# Good choice to sell my Toro QZE 721 to get Toro QZE821?



## steeve725 (Jan 25, 2014)

I have a Toro QZE 721 (38756) that I’ve used probably less than 10 times. 

I just put it on my local Craigslist and offerup to sell so I can get the QZE 
821.

A good idea or not?

I only have a single stage. 

The 721 has always been excellent with the snows I get in Northern Colorado.

I've only run ethanol free gas in it, after the initial oil change I put amzoil 5W30 in it. I also run Amsoil quickshot fuel treatment in it like all my other equipment. 

Is it worth the upgrade?

Haven't sold the 721 yet and haven't bought the 821 yet.

Thanks


----------



## Zavie (Sep 23, 2014)

Go for it. The only drawback would be the additional weight of the 821. If your driveway situation is such that a little extra weight would not impede you then YES! The only consideration that comes to mind is that if you hung on to the 721 a little longer and then got something like the 824 Snowmaster to go along with your 721. If you aren't considering that combo then.....
*List now*, then post pics of your new Toro QZE821!!


----------



## Grunt (Nov 11, 2013)

I personally don't see why you would get rid of a like new machine that HAS served you well. The 821 has an extra 40 cc's which is about one horse power more than the 721, but that's not a big deal.

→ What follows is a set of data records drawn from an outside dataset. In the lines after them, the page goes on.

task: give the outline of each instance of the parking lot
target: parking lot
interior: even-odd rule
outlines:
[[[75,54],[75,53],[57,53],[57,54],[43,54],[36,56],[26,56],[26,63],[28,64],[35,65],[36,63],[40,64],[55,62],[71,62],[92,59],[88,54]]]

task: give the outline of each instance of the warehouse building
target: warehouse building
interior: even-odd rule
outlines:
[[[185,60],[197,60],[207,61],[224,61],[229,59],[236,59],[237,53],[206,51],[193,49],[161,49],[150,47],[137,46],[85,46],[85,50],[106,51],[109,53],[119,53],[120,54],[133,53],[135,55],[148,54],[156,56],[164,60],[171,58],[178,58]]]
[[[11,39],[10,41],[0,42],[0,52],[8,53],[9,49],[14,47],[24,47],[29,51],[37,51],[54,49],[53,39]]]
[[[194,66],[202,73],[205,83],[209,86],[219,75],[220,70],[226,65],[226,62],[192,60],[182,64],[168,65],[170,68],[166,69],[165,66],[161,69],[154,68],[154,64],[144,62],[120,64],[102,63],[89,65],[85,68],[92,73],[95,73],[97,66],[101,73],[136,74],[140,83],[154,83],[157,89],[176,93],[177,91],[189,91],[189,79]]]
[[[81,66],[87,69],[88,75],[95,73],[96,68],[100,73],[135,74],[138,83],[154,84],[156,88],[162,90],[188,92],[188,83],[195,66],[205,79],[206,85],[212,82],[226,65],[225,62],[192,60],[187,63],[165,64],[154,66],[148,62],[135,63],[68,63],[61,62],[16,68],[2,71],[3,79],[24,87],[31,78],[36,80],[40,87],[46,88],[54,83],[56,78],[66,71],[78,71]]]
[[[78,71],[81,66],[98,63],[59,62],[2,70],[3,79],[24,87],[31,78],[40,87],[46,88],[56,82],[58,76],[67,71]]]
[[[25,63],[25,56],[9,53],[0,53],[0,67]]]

I would guess the 721 is worth $300-$400-$500 ?? Why spend $700-$800 for the new 821?


I just retired a Toro 421-QZE Power Clear (2008 model 38585) and bought a broken 721-R model (2015 38471) and converted it to a 721-QZR with a Harbor Freight Predator motor and the 421 chute. I had the 421 for ten years and was very happy with it.


Best wishes if you buy the 821, someone will be very happy with the 721.


----------



## steeve725 (Jan 25, 2014)

I’m only going to stay with one single stage I don’t need a second machine. 

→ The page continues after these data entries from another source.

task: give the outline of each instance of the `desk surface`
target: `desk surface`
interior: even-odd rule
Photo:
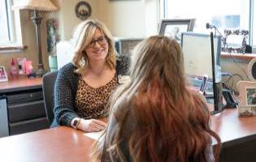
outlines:
[[[256,53],[221,53],[221,58],[236,58],[240,60],[250,61],[256,57]]]
[[[0,160],[6,162],[89,161],[93,140],[69,127],[43,130],[0,139]]]
[[[211,129],[223,143],[242,140],[248,136],[256,138],[256,117],[238,117],[237,109],[225,109],[211,116]]]
[[[256,117],[238,117],[236,109],[211,117],[212,129],[223,143],[256,134]],[[93,139],[82,131],[60,126],[0,139],[3,161],[89,161]]]

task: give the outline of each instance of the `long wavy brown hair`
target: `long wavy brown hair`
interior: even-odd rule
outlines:
[[[151,36],[132,58],[131,81],[112,96],[109,122],[115,124],[98,145],[98,160],[106,152],[120,161],[218,161],[220,139],[210,128],[205,101],[188,89],[180,45]]]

Since my house faces north I need something that cleans down to the pavement that’s why I’ve always stayed with a single stage and they’ve always worked well for my purpose.


----------



## Zavie (Sep 23, 2014)

steeve725 said:


> I’m only going to stay with one single stage I don’t need a second machine.
> 
> Since my house faces north I need something that cleans down to the pavement that’s why I’ve always stayed with a single stage and they’ve always worked well for my purpose.

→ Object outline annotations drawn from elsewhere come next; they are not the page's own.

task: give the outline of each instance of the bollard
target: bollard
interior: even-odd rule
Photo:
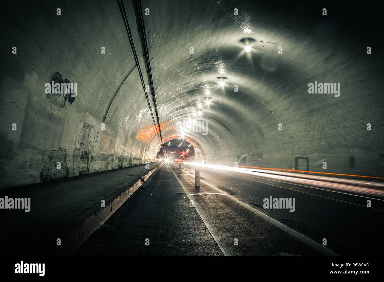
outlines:
[[[200,186],[200,171],[195,169],[195,187]]]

Looks like you are on the right path. I like new stuff, but I'd only do the deal if it's within budget and you get the right coinage out of your old (not that old) machine.


----------



## malisha1 (Nov 16, 2018)

Not worth it.


----------



## steeve725 (Jan 25, 2014)

[/quote]Looks like you are on the right path. I like new stuff, but I'd only do the deal if it's within budget and you get the right coinage out of your old (not that old) machine.[/QUOTE]

Yea, I’m only going to get the 821 if I can sell the 721 for a good price.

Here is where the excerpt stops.